2020-12-10 06:32 作者:useStrict  | 我要投稿

源:https://blog.cloudflare.com/encrypted-client-hello/

注:虽然这是一篇博客,但这绝对是一篇论文

直接跳到正文请搜索“ECH的细节"

现代Internet的多数通信都进行了加密以保证内容仅能被终点(如客户端和服务器)理解。然而加密需要密钥,通信的终点需要不暴露给潜在攻击者得对密钥取得一致。完成这一被称为“密钥交换”的任务的最广泛方法,是TLS握手。


本文将会深入讨论“加密client hello”(ECH),TLS的一个能够有效增强安全性的新扩展。目前在建立TLS连接时,一部分隐私敏感的参数是以明文协商的,这使得攻击者能够得知连接的元数据,包括终点的身份,他们如何使用连接,等。


ECH将加密整个握手过程,从而使得元数据得以保密。很重要的是,这也将使得一项[长期存在的隐私泄漏](https://blog.cloudflare.com/esni/),即明文的服务器名称指示(SNI),得以修复。加密SNI非常重要,因为它是指示客户端正与哪个服务器通信的最清晰的信号。然而,也许更为关键得,ECH同时也为未来的安全特性和性能改进提供了基础。
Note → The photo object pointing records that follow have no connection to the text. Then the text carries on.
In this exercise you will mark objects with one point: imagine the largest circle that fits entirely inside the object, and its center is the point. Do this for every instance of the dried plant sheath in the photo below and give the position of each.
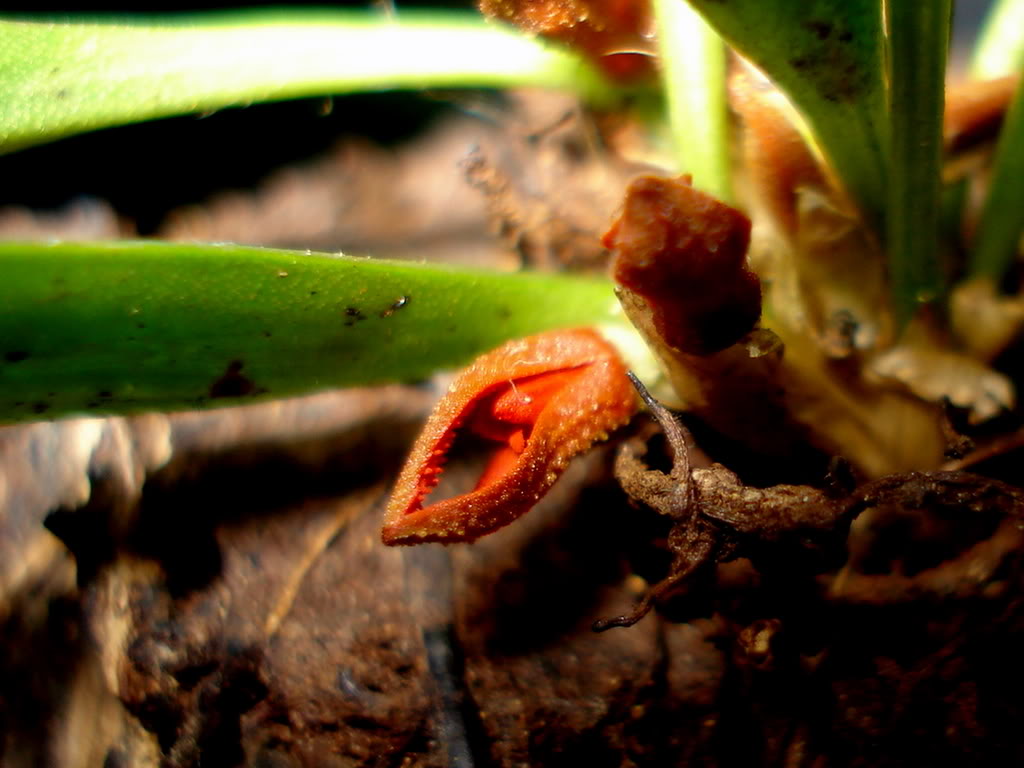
(541, 400)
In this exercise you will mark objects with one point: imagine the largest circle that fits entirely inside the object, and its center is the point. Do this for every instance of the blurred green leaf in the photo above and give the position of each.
(826, 55)
(1000, 43)
(58, 79)
(146, 326)
(998, 236)
(693, 68)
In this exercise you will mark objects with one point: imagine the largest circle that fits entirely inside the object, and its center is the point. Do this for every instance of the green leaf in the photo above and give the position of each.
(1000, 45)
(826, 55)
(59, 79)
(693, 67)
(998, 235)
(919, 35)
(147, 326)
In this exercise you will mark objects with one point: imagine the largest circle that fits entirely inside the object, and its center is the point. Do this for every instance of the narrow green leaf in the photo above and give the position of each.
(1000, 45)
(147, 326)
(827, 56)
(693, 68)
(998, 237)
(919, 35)
(59, 79)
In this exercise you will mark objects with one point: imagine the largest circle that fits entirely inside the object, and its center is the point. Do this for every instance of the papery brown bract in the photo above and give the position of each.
(615, 34)
(684, 253)
(542, 400)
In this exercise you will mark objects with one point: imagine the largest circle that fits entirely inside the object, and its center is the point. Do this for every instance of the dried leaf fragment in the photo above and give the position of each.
(542, 400)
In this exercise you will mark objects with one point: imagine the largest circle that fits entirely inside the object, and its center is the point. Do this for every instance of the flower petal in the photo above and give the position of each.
(544, 399)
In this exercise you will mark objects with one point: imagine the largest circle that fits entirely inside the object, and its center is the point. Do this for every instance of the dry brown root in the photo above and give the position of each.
(717, 518)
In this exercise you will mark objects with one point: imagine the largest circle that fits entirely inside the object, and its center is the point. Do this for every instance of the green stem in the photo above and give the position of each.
(693, 67)
(58, 79)
(919, 35)
(997, 240)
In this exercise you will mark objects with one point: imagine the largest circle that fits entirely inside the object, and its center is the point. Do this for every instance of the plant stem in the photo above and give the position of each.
(919, 35)
(693, 66)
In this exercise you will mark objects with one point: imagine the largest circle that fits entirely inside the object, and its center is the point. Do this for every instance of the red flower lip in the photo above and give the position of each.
(543, 400)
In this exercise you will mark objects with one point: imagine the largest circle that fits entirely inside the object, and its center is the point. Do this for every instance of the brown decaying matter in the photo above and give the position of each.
(684, 253)
(616, 34)
(542, 400)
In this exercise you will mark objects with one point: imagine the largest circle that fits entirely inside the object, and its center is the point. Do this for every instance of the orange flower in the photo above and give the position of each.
(542, 400)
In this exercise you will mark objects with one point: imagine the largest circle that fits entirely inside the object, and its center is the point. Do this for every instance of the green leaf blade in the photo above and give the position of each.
(919, 35)
(1001, 225)
(116, 328)
(60, 79)
(827, 56)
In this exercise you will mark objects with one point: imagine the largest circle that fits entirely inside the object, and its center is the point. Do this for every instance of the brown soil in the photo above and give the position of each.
(211, 589)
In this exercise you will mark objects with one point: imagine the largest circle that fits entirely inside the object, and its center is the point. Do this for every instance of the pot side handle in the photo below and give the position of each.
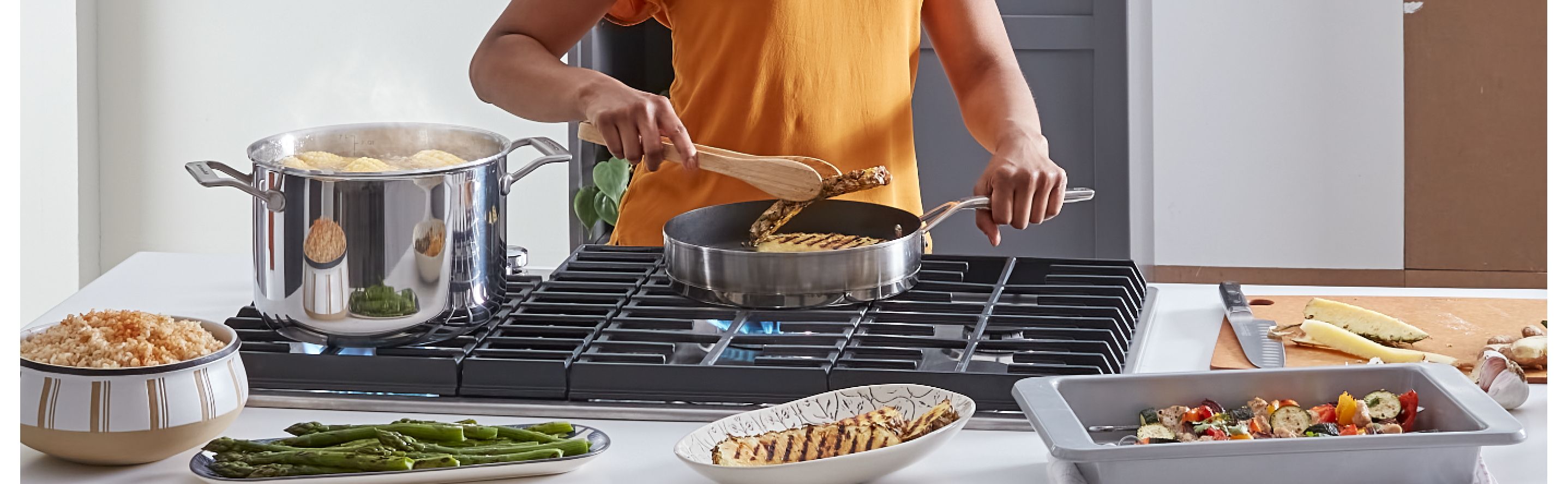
(552, 154)
(206, 173)
(979, 203)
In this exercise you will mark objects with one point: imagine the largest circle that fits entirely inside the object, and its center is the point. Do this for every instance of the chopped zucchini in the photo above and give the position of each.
(1148, 415)
(1382, 404)
(1156, 431)
(1324, 429)
(1241, 414)
(1363, 322)
(1214, 406)
(1289, 420)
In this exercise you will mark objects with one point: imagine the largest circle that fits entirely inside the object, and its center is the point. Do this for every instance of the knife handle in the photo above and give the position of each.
(1231, 295)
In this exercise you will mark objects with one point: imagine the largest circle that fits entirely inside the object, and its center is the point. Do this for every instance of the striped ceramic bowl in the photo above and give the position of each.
(132, 415)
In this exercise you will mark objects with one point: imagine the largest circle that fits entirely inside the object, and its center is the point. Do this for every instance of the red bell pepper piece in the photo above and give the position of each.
(1407, 409)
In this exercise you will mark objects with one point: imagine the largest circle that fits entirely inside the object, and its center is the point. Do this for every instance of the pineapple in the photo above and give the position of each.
(1363, 322)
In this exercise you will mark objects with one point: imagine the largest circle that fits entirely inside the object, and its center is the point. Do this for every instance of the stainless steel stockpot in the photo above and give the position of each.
(709, 261)
(333, 248)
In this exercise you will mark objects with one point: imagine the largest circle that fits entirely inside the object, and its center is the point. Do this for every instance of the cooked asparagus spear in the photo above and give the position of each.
(543, 453)
(283, 470)
(436, 461)
(526, 434)
(397, 440)
(552, 428)
(322, 458)
(573, 447)
(472, 442)
(237, 445)
(470, 428)
(234, 470)
(424, 431)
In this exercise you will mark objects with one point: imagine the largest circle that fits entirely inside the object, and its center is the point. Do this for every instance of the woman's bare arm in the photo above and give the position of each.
(518, 68)
(1023, 184)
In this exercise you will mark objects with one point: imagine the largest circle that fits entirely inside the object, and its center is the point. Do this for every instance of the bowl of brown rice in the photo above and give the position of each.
(117, 388)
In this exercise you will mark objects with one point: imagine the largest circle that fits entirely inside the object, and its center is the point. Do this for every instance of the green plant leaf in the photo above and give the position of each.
(608, 209)
(584, 205)
(612, 176)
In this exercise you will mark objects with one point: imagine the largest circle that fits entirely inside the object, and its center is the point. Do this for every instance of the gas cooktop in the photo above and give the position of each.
(604, 336)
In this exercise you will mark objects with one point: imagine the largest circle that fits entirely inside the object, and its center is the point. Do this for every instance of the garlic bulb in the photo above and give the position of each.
(1503, 379)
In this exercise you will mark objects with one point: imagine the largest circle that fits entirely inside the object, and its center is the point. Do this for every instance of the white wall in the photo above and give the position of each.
(1278, 134)
(58, 171)
(200, 81)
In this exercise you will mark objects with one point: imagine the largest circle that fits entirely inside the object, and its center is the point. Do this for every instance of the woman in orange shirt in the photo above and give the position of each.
(828, 79)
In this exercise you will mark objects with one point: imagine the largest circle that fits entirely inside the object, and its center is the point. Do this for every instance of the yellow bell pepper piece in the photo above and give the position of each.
(1346, 408)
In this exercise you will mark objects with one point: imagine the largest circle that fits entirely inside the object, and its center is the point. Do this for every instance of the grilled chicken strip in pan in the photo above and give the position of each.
(783, 210)
(813, 242)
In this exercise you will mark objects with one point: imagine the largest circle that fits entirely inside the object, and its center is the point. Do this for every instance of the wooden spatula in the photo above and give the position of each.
(783, 178)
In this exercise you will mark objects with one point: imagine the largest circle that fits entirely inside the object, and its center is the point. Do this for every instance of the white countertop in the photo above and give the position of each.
(214, 287)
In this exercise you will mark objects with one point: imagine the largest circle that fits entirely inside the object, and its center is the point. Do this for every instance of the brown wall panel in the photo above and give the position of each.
(1350, 278)
(1476, 135)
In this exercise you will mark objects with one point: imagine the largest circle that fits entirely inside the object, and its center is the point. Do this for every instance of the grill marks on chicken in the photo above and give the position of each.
(857, 434)
(783, 210)
(814, 242)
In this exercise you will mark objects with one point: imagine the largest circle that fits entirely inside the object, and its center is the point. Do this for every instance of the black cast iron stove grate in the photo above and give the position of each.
(608, 328)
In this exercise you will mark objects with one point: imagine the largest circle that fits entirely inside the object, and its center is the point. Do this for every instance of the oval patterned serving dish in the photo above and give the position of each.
(132, 415)
(910, 400)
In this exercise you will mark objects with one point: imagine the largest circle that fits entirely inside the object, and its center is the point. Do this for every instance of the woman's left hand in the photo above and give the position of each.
(1023, 184)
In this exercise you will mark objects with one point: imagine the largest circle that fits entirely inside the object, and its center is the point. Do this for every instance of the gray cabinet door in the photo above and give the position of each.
(1073, 56)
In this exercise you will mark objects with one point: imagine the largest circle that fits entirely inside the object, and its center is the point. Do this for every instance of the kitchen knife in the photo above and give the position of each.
(1260, 348)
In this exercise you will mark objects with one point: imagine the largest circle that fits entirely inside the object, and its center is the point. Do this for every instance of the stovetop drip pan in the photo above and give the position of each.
(608, 328)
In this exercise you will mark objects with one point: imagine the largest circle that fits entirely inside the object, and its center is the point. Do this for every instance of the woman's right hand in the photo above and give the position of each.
(634, 124)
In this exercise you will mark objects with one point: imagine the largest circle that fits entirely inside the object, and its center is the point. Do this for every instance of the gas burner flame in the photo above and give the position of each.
(750, 328)
(311, 348)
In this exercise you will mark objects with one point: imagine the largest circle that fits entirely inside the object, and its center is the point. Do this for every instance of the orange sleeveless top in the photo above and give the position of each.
(828, 79)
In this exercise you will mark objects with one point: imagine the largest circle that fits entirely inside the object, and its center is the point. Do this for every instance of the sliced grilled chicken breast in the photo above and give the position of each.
(938, 417)
(814, 242)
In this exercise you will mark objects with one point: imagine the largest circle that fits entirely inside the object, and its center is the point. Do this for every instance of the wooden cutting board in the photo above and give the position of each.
(1459, 326)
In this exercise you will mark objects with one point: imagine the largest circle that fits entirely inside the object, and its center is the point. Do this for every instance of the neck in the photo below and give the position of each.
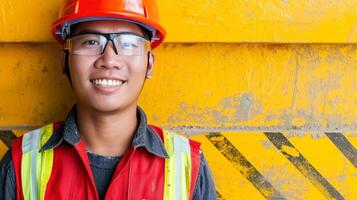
(107, 134)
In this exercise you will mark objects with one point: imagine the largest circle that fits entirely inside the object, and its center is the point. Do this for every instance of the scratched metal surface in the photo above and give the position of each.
(258, 83)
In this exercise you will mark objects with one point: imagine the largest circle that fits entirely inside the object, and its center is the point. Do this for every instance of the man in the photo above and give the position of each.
(105, 149)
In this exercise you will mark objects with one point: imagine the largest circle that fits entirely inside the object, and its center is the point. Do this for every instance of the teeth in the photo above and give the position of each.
(107, 83)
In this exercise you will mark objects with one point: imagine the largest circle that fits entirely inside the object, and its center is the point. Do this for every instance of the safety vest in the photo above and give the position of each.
(64, 172)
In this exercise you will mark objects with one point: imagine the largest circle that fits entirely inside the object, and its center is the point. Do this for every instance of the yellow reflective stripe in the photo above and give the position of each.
(30, 143)
(169, 190)
(36, 167)
(177, 167)
(182, 166)
(46, 162)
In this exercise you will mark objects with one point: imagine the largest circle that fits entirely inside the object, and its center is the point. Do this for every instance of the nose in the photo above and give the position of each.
(109, 58)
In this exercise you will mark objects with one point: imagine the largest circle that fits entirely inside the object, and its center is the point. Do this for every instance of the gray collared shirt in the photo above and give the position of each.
(103, 167)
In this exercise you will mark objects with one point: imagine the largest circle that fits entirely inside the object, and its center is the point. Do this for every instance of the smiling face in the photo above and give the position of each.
(109, 82)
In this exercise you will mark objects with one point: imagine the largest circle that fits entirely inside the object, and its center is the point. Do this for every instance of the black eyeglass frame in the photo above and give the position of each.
(109, 37)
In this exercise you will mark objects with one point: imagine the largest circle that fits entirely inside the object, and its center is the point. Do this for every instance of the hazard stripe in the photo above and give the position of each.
(303, 165)
(219, 196)
(344, 146)
(244, 166)
(7, 137)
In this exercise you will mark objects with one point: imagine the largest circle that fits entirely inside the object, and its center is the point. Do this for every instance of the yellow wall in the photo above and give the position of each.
(232, 74)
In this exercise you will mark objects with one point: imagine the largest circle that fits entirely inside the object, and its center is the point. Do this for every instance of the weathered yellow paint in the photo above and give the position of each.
(278, 170)
(211, 84)
(328, 160)
(277, 21)
(228, 181)
(205, 86)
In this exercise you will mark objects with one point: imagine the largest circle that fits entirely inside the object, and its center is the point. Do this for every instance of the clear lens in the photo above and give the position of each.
(94, 44)
(87, 44)
(131, 45)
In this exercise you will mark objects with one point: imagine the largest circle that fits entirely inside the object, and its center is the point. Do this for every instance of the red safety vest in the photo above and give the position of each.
(64, 172)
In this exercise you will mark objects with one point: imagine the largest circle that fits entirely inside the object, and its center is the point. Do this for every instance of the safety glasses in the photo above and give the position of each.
(92, 44)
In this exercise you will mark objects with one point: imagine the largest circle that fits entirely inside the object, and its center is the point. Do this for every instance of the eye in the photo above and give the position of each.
(91, 43)
(128, 45)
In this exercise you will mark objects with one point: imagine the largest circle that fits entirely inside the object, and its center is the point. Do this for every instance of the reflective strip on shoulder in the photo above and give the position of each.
(36, 167)
(177, 167)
ECH is the product of close collaboration, facilitated by the IETF, between academics and the tech industry leaders, including Cloudflare, our friends at Fastly and Mozilla (both of whom are the affiliations of co-authors of the standard), and many others. This feature represents a significant upgrade to the TLS protocol, one that builds on bleeding edge technologies, like DNS-over-HTTPS, that are only now coming into their own.(无情略过)。目前,这一协议就Internet级别的部署而言尚未足够成熟。本文的目的是在全握手加密(full handshake encryption)的道路上做一处路标。


背景

(这我可以略吗)

The story of TLS is the story of the Internet. As our reliance on the Internet has grown, so the protocol has evolved to address ever-changing operational requirements, use cases, and threat models. The client and server don't just exchange a key. They negotiate a wide variety of features and parameters: the exact method of key exchange; the encryption algorithm; who is authenticated and how; which application layer protocol to use after the handshake; and much, much more. All of these parameters impact the security properties of the communication channel in one way or another.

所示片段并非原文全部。